Your web application has:

  • Strict reliability, stability or testing requirements
  • Many dynamic, customized user interface flows
  • Heavy reliance on rapidly evolving state changes
  • Budget for significant up front design and planning

You value:

  • End-to-end framework guiding architecture decisions
  • Structure and conventions even if more verbose
  • Leveraging skillsets of available Angular developers

Pick Vue If:

Your web application is:

  • Reader-focused with less dynamic interfaces
  • More content and component based
  • Price-sensitive requiring a smaller team

You want:

  • lots of flexibility without opinions imposed
  • To iterate on UIs faster with simpler code
  • To easily integrate Vue into an existing codebase
  • Ability to easily swap plugins and libraries

Consultant Recommended Choices By Project:

  • Enterprise Dashboard – Angular
  • Ecommerce Website – Vue
  • Budget Portal – Vue
  • Drag-and-drop Designer – Angular
  • Real Estate Website – Vue
  • Payment Portal – Angular
  • Blog CMS – Vue
  • Chat Application – Angular

Conclusion: Two Strong Choices Aligned to Needs

Vue and Angular take different approaches, but both produce excellent results in the right situations.

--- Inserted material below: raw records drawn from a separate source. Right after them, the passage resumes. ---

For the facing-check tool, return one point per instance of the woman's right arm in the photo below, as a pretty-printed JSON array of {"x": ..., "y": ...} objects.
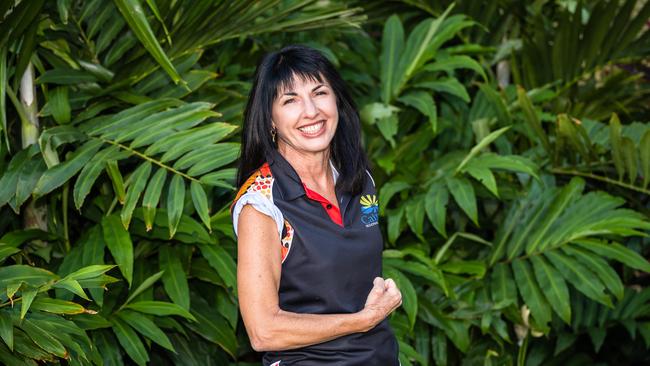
[{"x": 259, "y": 264}]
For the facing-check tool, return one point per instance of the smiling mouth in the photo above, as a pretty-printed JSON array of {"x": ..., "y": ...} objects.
[{"x": 313, "y": 129}]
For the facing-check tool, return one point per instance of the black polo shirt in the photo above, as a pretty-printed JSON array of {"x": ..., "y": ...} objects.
[{"x": 327, "y": 267}]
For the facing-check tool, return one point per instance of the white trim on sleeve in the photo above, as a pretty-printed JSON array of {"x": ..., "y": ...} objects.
[{"x": 262, "y": 204}]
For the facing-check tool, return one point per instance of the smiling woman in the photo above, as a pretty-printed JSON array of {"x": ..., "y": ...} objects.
[{"x": 309, "y": 249}]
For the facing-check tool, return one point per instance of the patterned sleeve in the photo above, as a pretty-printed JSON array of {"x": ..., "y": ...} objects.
[{"x": 262, "y": 204}]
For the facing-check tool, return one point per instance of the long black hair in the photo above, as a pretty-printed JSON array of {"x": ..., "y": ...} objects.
[{"x": 277, "y": 71}]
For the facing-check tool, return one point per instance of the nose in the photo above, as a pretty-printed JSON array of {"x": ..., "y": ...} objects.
[{"x": 310, "y": 110}]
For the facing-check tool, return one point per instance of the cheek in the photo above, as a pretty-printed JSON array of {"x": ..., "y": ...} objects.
[{"x": 329, "y": 106}]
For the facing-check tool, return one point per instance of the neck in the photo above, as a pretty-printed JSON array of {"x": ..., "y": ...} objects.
[{"x": 312, "y": 168}]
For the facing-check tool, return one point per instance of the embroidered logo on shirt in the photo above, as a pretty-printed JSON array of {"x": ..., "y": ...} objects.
[{"x": 369, "y": 210}]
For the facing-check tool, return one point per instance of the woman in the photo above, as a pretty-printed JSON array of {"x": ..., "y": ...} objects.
[{"x": 309, "y": 248}]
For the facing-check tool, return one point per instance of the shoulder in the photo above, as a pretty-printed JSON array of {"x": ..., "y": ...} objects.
[
  {"x": 257, "y": 191},
  {"x": 261, "y": 181}
]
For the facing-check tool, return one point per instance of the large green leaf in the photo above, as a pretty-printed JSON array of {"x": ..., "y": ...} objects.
[
  {"x": 56, "y": 176},
  {"x": 175, "y": 203},
  {"x": 200, "y": 200},
  {"x": 135, "y": 16},
  {"x": 7, "y": 329},
  {"x": 138, "y": 182},
  {"x": 503, "y": 284},
  {"x": 160, "y": 308},
  {"x": 463, "y": 192},
  {"x": 580, "y": 276},
  {"x": 119, "y": 244},
  {"x": 617, "y": 252},
  {"x": 435, "y": 203},
  {"x": 212, "y": 326},
  {"x": 174, "y": 278},
  {"x": 425, "y": 104},
  {"x": 130, "y": 341},
  {"x": 392, "y": 45},
  {"x": 152, "y": 196},
  {"x": 409, "y": 296},
  {"x": 222, "y": 262},
  {"x": 554, "y": 287},
  {"x": 42, "y": 338},
  {"x": 146, "y": 327},
  {"x": 531, "y": 293}
]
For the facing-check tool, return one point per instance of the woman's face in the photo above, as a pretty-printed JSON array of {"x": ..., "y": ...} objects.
[{"x": 305, "y": 116}]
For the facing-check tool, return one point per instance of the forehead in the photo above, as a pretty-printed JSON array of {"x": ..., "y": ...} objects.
[{"x": 299, "y": 81}]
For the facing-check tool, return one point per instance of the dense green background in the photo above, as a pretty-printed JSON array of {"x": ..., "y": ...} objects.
[{"x": 509, "y": 139}]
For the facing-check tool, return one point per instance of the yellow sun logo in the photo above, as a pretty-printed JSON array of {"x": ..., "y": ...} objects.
[{"x": 369, "y": 201}]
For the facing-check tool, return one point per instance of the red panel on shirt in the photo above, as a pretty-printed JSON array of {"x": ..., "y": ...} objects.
[{"x": 332, "y": 211}]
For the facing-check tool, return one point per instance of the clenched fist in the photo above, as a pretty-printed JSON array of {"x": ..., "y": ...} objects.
[{"x": 383, "y": 299}]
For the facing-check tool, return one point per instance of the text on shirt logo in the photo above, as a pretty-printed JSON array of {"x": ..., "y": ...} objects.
[{"x": 369, "y": 210}]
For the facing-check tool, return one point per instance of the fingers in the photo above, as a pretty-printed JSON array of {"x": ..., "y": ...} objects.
[{"x": 389, "y": 283}]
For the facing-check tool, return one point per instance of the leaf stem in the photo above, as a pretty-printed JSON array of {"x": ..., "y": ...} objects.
[
  {"x": 147, "y": 158},
  {"x": 64, "y": 204},
  {"x": 600, "y": 178}
]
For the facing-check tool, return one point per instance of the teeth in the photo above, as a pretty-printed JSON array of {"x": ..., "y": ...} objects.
[{"x": 312, "y": 128}]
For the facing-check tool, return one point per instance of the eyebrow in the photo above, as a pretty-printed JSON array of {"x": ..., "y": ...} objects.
[{"x": 313, "y": 90}]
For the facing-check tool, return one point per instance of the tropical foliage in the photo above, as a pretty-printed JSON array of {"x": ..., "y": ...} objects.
[{"x": 509, "y": 140}]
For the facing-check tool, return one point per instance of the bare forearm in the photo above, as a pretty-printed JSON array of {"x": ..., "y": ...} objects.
[{"x": 286, "y": 330}]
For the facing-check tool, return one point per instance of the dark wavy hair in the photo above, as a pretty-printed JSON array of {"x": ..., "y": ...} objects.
[{"x": 275, "y": 72}]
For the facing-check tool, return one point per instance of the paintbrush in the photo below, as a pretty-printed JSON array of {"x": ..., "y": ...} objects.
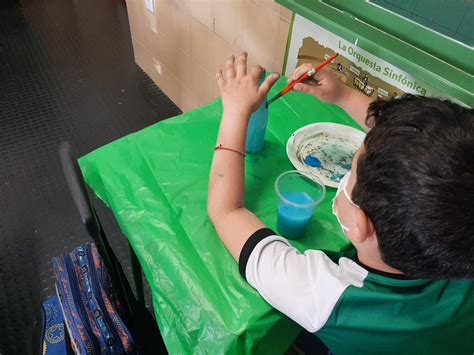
[{"x": 301, "y": 78}]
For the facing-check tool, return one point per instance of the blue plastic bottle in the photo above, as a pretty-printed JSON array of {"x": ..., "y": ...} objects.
[{"x": 257, "y": 125}]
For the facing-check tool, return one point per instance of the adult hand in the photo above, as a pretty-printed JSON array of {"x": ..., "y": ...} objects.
[{"x": 239, "y": 89}]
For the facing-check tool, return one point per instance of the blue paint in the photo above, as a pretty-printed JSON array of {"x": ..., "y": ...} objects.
[
  {"x": 257, "y": 125},
  {"x": 292, "y": 220},
  {"x": 311, "y": 160},
  {"x": 337, "y": 176}
]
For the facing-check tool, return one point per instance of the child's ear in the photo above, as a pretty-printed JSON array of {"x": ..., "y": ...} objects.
[{"x": 365, "y": 227}]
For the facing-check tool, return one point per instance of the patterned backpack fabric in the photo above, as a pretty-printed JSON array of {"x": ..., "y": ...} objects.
[
  {"x": 92, "y": 312},
  {"x": 50, "y": 337}
]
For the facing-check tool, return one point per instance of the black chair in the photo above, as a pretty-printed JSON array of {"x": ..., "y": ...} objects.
[{"x": 140, "y": 322}]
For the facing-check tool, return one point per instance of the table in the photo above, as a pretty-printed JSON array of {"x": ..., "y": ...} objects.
[{"x": 155, "y": 182}]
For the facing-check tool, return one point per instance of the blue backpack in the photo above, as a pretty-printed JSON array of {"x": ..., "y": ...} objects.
[{"x": 92, "y": 311}]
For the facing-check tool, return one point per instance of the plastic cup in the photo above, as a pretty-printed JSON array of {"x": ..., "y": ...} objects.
[{"x": 298, "y": 195}]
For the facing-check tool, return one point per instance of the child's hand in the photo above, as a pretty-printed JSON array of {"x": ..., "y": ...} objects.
[
  {"x": 239, "y": 90},
  {"x": 328, "y": 87}
]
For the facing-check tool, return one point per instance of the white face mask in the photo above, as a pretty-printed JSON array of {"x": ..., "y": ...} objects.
[{"x": 342, "y": 187}]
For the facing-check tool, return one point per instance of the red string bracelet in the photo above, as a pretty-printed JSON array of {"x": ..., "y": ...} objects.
[{"x": 220, "y": 147}]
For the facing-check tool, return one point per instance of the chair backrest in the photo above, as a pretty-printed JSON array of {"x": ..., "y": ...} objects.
[
  {"x": 137, "y": 318},
  {"x": 80, "y": 196}
]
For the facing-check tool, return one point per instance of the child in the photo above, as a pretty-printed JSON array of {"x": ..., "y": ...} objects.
[{"x": 407, "y": 206}]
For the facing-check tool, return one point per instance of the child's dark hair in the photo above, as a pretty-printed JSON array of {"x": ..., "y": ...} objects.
[{"x": 415, "y": 181}]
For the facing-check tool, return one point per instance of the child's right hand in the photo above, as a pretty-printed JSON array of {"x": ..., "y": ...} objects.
[{"x": 328, "y": 88}]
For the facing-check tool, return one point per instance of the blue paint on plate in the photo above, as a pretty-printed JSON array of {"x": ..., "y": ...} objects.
[{"x": 311, "y": 160}]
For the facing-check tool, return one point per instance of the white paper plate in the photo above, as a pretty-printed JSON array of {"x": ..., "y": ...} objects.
[{"x": 333, "y": 144}]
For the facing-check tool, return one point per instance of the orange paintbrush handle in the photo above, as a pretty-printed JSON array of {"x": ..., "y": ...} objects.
[{"x": 303, "y": 78}]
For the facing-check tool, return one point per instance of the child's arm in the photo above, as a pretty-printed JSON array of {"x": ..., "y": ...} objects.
[
  {"x": 332, "y": 90},
  {"x": 240, "y": 97}
]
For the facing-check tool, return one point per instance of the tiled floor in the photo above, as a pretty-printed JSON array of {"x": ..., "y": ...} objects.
[{"x": 67, "y": 73}]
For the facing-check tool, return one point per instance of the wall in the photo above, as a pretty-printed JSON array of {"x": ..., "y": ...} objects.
[{"x": 182, "y": 43}]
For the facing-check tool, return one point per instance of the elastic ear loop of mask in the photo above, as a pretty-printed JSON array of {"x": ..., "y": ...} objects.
[{"x": 344, "y": 190}]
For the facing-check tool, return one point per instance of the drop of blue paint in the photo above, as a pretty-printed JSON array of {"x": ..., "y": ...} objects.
[{"x": 312, "y": 161}]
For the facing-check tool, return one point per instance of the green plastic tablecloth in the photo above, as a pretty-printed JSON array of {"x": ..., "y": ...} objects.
[{"x": 155, "y": 182}]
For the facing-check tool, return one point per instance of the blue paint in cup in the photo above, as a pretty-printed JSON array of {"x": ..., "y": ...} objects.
[{"x": 298, "y": 195}]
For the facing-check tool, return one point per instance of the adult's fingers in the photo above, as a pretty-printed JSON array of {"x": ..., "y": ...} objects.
[
  {"x": 242, "y": 65},
  {"x": 220, "y": 79},
  {"x": 255, "y": 72},
  {"x": 230, "y": 68}
]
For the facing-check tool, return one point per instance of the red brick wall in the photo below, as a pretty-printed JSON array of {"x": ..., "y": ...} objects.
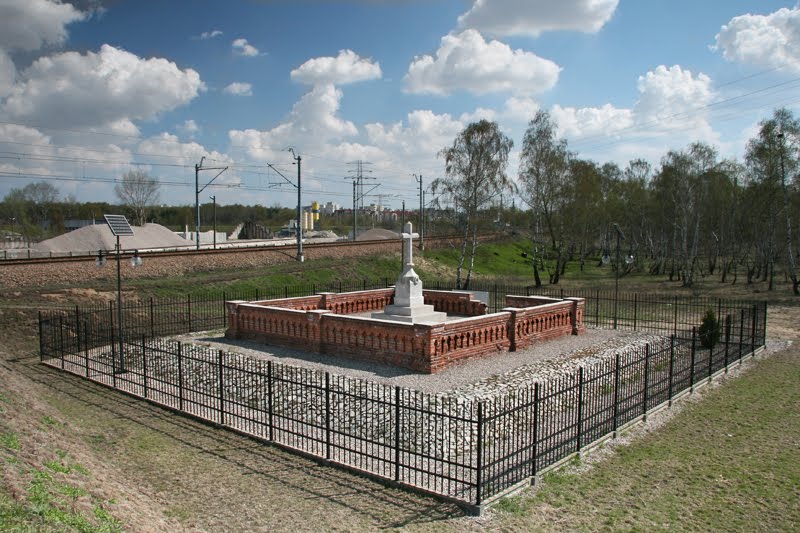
[
  {"x": 424, "y": 348},
  {"x": 347, "y": 303},
  {"x": 529, "y": 301},
  {"x": 467, "y": 338},
  {"x": 454, "y": 303}
]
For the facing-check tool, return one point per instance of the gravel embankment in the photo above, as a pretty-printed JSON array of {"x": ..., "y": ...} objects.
[
  {"x": 475, "y": 378},
  {"x": 18, "y": 276}
]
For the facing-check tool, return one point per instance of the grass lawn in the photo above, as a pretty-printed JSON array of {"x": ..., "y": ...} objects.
[{"x": 79, "y": 457}]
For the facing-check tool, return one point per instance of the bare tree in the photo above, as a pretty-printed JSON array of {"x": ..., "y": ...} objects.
[
  {"x": 138, "y": 191},
  {"x": 770, "y": 158},
  {"x": 544, "y": 171},
  {"x": 475, "y": 168}
]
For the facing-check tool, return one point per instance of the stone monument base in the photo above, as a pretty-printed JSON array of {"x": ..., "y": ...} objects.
[{"x": 411, "y": 315}]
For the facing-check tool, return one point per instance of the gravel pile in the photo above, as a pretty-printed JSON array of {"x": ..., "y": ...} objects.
[
  {"x": 481, "y": 377},
  {"x": 99, "y": 237}
]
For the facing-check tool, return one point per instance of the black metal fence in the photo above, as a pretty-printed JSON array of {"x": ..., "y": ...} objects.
[{"x": 467, "y": 450}]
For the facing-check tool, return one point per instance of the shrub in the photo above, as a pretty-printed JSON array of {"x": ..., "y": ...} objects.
[{"x": 710, "y": 330}]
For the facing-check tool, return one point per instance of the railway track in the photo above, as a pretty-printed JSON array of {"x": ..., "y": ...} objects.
[{"x": 285, "y": 249}]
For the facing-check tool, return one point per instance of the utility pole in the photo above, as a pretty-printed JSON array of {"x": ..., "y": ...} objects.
[
  {"x": 421, "y": 212},
  {"x": 300, "y": 256},
  {"x": 355, "y": 212},
  {"x": 298, "y": 185},
  {"x": 358, "y": 191},
  {"x": 214, "y": 211},
  {"x": 789, "y": 254},
  {"x": 402, "y": 227},
  {"x": 198, "y": 190}
]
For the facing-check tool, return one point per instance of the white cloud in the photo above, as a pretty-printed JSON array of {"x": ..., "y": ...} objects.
[
  {"x": 243, "y": 48},
  {"x": 188, "y": 127},
  {"x": 105, "y": 88},
  {"x": 238, "y": 88},
  {"x": 31, "y": 24},
  {"x": 673, "y": 94},
  {"x": 466, "y": 61},
  {"x": 210, "y": 34},
  {"x": 672, "y": 111},
  {"x": 313, "y": 122},
  {"x": 8, "y": 74},
  {"x": 520, "y": 109},
  {"x": 347, "y": 67},
  {"x": 168, "y": 146},
  {"x": 424, "y": 135},
  {"x": 763, "y": 40},
  {"x": 532, "y": 17},
  {"x": 585, "y": 121}
]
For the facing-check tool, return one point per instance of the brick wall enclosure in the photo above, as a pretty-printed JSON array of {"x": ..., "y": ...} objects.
[{"x": 328, "y": 323}]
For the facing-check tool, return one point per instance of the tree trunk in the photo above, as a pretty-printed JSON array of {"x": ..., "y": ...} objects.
[
  {"x": 462, "y": 257},
  {"x": 472, "y": 256}
]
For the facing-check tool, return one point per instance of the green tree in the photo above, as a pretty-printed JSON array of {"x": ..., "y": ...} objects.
[
  {"x": 543, "y": 175},
  {"x": 475, "y": 168},
  {"x": 138, "y": 191},
  {"x": 772, "y": 157}
]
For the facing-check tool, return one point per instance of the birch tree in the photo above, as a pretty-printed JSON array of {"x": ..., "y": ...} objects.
[{"x": 475, "y": 168}]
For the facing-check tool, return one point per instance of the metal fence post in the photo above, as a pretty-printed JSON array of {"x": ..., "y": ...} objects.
[
  {"x": 180, "y": 376},
  {"x": 741, "y": 336},
  {"x": 694, "y": 349},
  {"x": 144, "y": 364},
  {"x": 675, "y": 316},
  {"x": 727, "y": 338},
  {"x": 479, "y": 446},
  {"x": 580, "y": 410},
  {"x": 397, "y": 433},
  {"x": 646, "y": 379},
  {"x": 710, "y": 361},
  {"x": 269, "y": 400},
  {"x": 221, "y": 389},
  {"x": 327, "y": 415},
  {"x": 41, "y": 337},
  {"x": 671, "y": 366},
  {"x": 535, "y": 447},
  {"x": 61, "y": 339},
  {"x": 616, "y": 394},
  {"x": 86, "y": 346},
  {"x": 597, "y": 309}
]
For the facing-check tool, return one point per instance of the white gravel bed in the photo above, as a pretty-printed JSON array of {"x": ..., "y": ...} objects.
[{"x": 479, "y": 377}]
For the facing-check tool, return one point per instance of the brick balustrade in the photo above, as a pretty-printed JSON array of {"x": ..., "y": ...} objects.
[
  {"x": 320, "y": 324},
  {"x": 454, "y": 303},
  {"x": 535, "y": 319}
]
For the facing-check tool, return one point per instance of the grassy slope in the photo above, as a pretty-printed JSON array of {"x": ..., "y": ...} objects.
[
  {"x": 729, "y": 463},
  {"x": 148, "y": 469}
]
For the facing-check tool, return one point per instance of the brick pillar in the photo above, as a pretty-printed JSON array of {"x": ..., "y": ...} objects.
[
  {"x": 315, "y": 318},
  {"x": 576, "y": 315},
  {"x": 326, "y": 300},
  {"x": 233, "y": 318},
  {"x": 512, "y": 327}
]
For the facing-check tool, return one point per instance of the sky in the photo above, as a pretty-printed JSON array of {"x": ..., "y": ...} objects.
[{"x": 93, "y": 89}]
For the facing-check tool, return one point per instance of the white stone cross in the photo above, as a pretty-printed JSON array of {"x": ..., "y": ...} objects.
[{"x": 408, "y": 236}]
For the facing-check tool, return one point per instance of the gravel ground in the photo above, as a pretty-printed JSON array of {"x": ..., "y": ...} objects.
[{"x": 475, "y": 378}]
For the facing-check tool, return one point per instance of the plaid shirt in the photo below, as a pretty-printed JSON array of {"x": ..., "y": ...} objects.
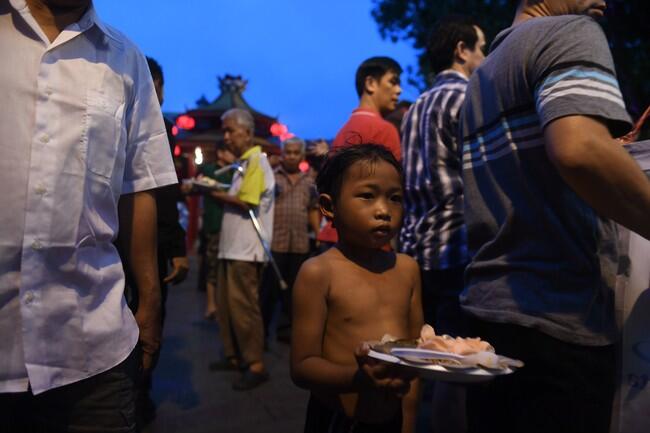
[
  {"x": 434, "y": 231},
  {"x": 292, "y": 204}
]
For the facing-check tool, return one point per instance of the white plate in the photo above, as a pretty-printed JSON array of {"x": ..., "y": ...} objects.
[
  {"x": 210, "y": 185},
  {"x": 438, "y": 372}
]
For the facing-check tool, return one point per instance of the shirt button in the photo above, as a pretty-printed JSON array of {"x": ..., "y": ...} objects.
[{"x": 29, "y": 297}]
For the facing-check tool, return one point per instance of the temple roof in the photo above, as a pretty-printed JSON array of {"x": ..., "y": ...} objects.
[{"x": 232, "y": 87}]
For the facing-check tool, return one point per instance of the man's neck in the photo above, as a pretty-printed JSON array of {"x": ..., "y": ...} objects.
[
  {"x": 462, "y": 69},
  {"x": 366, "y": 102},
  {"x": 526, "y": 12},
  {"x": 52, "y": 19}
]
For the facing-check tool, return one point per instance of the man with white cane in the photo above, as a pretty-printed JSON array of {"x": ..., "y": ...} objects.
[{"x": 241, "y": 254}]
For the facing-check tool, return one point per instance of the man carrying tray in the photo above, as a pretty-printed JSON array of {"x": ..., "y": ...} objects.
[
  {"x": 241, "y": 254},
  {"x": 542, "y": 177}
]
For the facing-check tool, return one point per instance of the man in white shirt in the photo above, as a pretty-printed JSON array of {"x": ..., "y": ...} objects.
[
  {"x": 83, "y": 144},
  {"x": 241, "y": 255}
]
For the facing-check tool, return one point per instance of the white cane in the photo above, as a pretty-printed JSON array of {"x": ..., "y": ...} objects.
[{"x": 257, "y": 226}]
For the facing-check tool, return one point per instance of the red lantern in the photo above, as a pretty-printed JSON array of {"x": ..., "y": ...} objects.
[
  {"x": 277, "y": 129},
  {"x": 185, "y": 122}
]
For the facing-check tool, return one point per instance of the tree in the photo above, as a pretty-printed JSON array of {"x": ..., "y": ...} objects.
[{"x": 626, "y": 26}]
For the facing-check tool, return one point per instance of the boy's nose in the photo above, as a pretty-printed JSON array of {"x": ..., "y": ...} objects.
[{"x": 382, "y": 212}]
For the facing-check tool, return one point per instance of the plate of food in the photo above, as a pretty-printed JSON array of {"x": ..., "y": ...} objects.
[
  {"x": 441, "y": 357},
  {"x": 209, "y": 183}
]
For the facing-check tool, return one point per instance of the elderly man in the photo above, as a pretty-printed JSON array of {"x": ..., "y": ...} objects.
[
  {"x": 82, "y": 131},
  {"x": 241, "y": 253},
  {"x": 296, "y": 212},
  {"x": 542, "y": 177}
]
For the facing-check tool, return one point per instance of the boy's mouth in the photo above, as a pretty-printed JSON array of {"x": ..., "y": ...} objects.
[{"x": 383, "y": 230}]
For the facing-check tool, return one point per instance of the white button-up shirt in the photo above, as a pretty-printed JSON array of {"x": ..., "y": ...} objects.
[{"x": 80, "y": 125}]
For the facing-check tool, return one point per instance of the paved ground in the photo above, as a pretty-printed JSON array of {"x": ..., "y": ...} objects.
[{"x": 191, "y": 399}]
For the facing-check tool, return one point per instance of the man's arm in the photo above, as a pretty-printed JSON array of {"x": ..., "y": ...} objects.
[
  {"x": 314, "y": 220},
  {"x": 600, "y": 171},
  {"x": 137, "y": 240}
]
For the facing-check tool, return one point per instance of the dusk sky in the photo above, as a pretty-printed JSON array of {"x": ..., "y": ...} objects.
[{"x": 299, "y": 56}]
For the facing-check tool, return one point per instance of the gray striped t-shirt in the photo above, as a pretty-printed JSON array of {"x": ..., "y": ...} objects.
[{"x": 541, "y": 257}]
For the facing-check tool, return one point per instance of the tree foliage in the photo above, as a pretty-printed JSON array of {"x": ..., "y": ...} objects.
[{"x": 627, "y": 26}]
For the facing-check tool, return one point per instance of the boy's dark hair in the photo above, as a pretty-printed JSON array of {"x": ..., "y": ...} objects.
[
  {"x": 156, "y": 70},
  {"x": 444, "y": 37},
  {"x": 330, "y": 176},
  {"x": 375, "y": 67}
]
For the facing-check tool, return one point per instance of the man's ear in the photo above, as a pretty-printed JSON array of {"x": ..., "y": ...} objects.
[
  {"x": 326, "y": 205},
  {"x": 460, "y": 53},
  {"x": 370, "y": 85}
]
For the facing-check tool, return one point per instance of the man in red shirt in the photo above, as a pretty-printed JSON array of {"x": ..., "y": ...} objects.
[{"x": 378, "y": 86}]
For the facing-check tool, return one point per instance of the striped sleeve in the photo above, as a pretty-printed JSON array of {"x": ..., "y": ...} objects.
[{"x": 575, "y": 75}]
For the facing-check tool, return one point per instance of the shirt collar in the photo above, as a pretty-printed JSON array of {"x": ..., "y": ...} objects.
[
  {"x": 252, "y": 151},
  {"x": 281, "y": 170},
  {"x": 366, "y": 111},
  {"x": 449, "y": 73},
  {"x": 87, "y": 20}
]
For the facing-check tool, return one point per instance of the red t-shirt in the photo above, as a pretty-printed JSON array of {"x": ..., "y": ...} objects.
[
  {"x": 364, "y": 126},
  {"x": 367, "y": 126}
]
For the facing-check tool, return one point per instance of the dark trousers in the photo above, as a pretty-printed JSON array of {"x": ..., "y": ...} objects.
[
  {"x": 440, "y": 290},
  {"x": 563, "y": 388},
  {"x": 289, "y": 265},
  {"x": 102, "y": 403}
]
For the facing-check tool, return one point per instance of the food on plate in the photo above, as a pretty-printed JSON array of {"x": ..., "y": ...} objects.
[{"x": 444, "y": 343}]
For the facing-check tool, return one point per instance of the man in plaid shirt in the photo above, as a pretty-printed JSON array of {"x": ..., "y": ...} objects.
[
  {"x": 296, "y": 212},
  {"x": 434, "y": 228}
]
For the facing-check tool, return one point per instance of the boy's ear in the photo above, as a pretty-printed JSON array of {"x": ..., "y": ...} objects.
[
  {"x": 326, "y": 205},
  {"x": 370, "y": 85}
]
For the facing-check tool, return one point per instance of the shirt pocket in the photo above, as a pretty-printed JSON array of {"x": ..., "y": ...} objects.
[{"x": 104, "y": 117}]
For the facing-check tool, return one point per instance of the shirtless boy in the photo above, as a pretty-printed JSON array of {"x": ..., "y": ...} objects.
[{"x": 356, "y": 292}]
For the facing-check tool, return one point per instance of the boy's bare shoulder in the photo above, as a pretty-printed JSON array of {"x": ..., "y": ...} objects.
[
  {"x": 316, "y": 269},
  {"x": 406, "y": 263}
]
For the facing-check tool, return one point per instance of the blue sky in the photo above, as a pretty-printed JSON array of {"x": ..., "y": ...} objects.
[{"x": 299, "y": 56}]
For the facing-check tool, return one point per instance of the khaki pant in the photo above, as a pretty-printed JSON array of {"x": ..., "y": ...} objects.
[{"x": 238, "y": 310}]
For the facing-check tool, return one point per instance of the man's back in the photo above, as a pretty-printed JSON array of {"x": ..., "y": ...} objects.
[
  {"x": 541, "y": 255},
  {"x": 433, "y": 230}
]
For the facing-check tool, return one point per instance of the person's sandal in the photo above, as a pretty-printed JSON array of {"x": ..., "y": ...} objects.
[{"x": 249, "y": 380}]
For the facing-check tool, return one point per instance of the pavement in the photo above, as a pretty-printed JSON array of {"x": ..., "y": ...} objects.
[{"x": 191, "y": 399}]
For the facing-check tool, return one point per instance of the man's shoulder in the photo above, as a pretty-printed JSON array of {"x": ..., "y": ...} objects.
[{"x": 548, "y": 28}]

Flexibility vs. structure. Approachability vs. comprehensive tools. Your application’s functional priorities should determine which choice delivers the best technical fit and business value.

Thankfully, you have two excellent options that will be around for the long haul – no need to worry about longevity or community support. Carefully weigh the key considerations outlined here against your unique needs to determine if Angular or Vue makes the most sense for your next web project.